A 7-Year-Old Took the Stage to Explain Why Peekaboo Might Be the Most Important Game on Earth

Molly Wright walked onto the stage carrying two bags, one blue and one red, and a baby named Ari on her arm. She was seven years old, and she had come to talk to a room full of adults about their brains, and about hers. What followed was one of the most disarming arguments for early childhood connection in recent memory, delivered not by a neuroscientist but by a second-grader who knew exactly what she was describing because she had lived it. The stakes, as Molly made clear from her first breath, could not be higher: the way adults respond to children in the earliest years of life shapes not just childhood, but every relationship, every skill, and every moment of calm or confusion that follows.

Two bags and a baby make the point

Molly held up the blue bag first. It represented the rough size and weight of a healthy baby’s brain at birth. Then came the red one, larger, heavier, representing a baby’s brain after just the first year of life. The brain nearly doubles in volume in that single year, she explained, and by age seven, it has already reached roughly 90 percent of an adult brain’s volume. In those early years, the brain can form up to one million neural connections every second. But it cannot do it alone.

Molly had brought her neighbor Amarjot and his baby Ari to make the science visible. She walked the audience through three types of simple interaction, copycat games that build imagination and empathy, naming games that build vocabulary and attention, and peekaboo, which she described as building memory and trust. Scientists call the broader pattern ‘serve and return,’ she noted, though she had her own translation: connect, talk, and play. Each time an adult responds to a baby’s reach, laugh, or sound, a neural pathway is reinforced. Each ignored signal is a missed opportunity at a moment when those windows are opening faster than they ever will again.

The thirty seconds that went quiet

The talk’s sharpest moment came when Molly asked Amarjot to stop responding to Ari. No anger, no raised voice, just absence. Ari reached toward his father’s face. He tried again. Within seconds, the baby was crying, confused by a silence he had no framework to interpret. Then Molly asked Amarjot to re-engage, and Ari laughed almost immediately. Molly stood still for a moment before speaking. ‘Now what if our whole childhood was like that last 30 seconds?’ she asked. How hard it would be, she said, for a child to feel calm, to feel safe, to learn to trust anyone, and the lifelong impact that would have. ‘That makes me feel sad,’ she added, without fuss.

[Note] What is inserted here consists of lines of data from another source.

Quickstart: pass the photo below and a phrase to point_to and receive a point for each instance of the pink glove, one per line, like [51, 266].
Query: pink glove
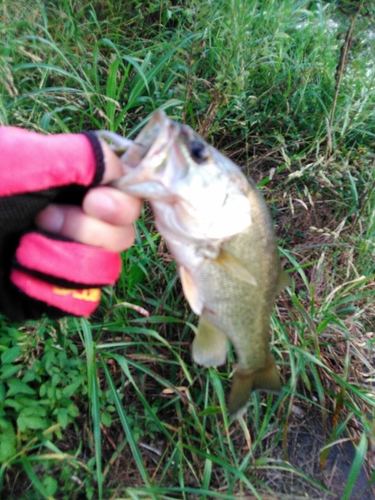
[40, 272]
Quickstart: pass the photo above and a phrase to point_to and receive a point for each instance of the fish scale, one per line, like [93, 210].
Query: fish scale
[219, 230]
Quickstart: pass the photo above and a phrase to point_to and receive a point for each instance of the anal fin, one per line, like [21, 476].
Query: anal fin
[210, 345]
[247, 381]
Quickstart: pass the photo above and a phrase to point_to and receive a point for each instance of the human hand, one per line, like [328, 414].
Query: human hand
[105, 218]
[46, 178]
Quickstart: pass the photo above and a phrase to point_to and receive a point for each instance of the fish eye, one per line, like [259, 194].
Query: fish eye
[198, 151]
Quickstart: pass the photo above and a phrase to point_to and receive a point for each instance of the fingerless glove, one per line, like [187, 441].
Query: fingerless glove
[40, 272]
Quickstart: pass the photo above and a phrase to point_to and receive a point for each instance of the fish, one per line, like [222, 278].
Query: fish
[218, 228]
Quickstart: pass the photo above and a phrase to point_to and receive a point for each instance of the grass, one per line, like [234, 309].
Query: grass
[114, 407]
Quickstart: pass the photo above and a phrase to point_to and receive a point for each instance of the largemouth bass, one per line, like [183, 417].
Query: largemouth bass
[219, 230]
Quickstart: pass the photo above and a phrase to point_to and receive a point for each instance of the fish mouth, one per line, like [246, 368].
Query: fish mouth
[154, 140]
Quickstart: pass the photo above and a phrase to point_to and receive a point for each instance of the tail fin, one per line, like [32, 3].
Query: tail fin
[247, 381]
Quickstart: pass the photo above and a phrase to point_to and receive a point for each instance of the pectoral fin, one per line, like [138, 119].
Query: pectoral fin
[210, 345]
[233, 266]
[191, 291]
[247, 381]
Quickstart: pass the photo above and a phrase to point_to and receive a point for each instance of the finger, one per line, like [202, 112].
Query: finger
[73, 223]
[111, 205]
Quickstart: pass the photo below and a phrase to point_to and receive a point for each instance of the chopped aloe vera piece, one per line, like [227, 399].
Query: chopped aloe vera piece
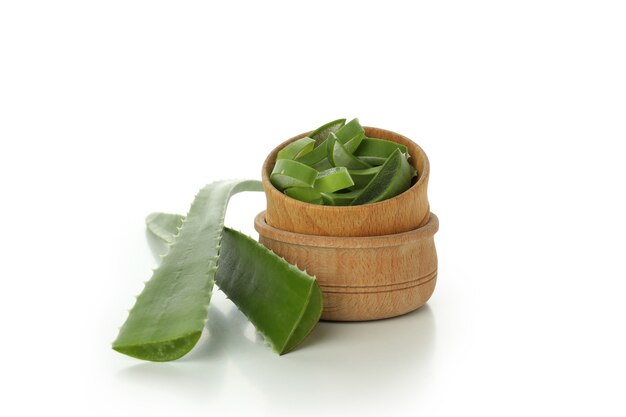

Ari recovered quickly, she pointed out, specifically because the bond between him and his father was already so strong. That security is what allows children to try new things, to explore, to take the small risks that become the large competencies of adult life.

The girl who asked everyone to play more

Molly closed with a call that was precise rather than grand. The most critical window is the first five years, she said, starting from inside the womb. The single most impactful thing any adult can do during that time is serve and return, and when they do it matters as much as how: early, and often.

She looked out at the room and put it plainly: ‘To us, the children, it’s so much more than just a game. It’s our future.’

Ari laughed again as the applause came in.

The blue bag and the red bag were still sitting on the stage when she walked off.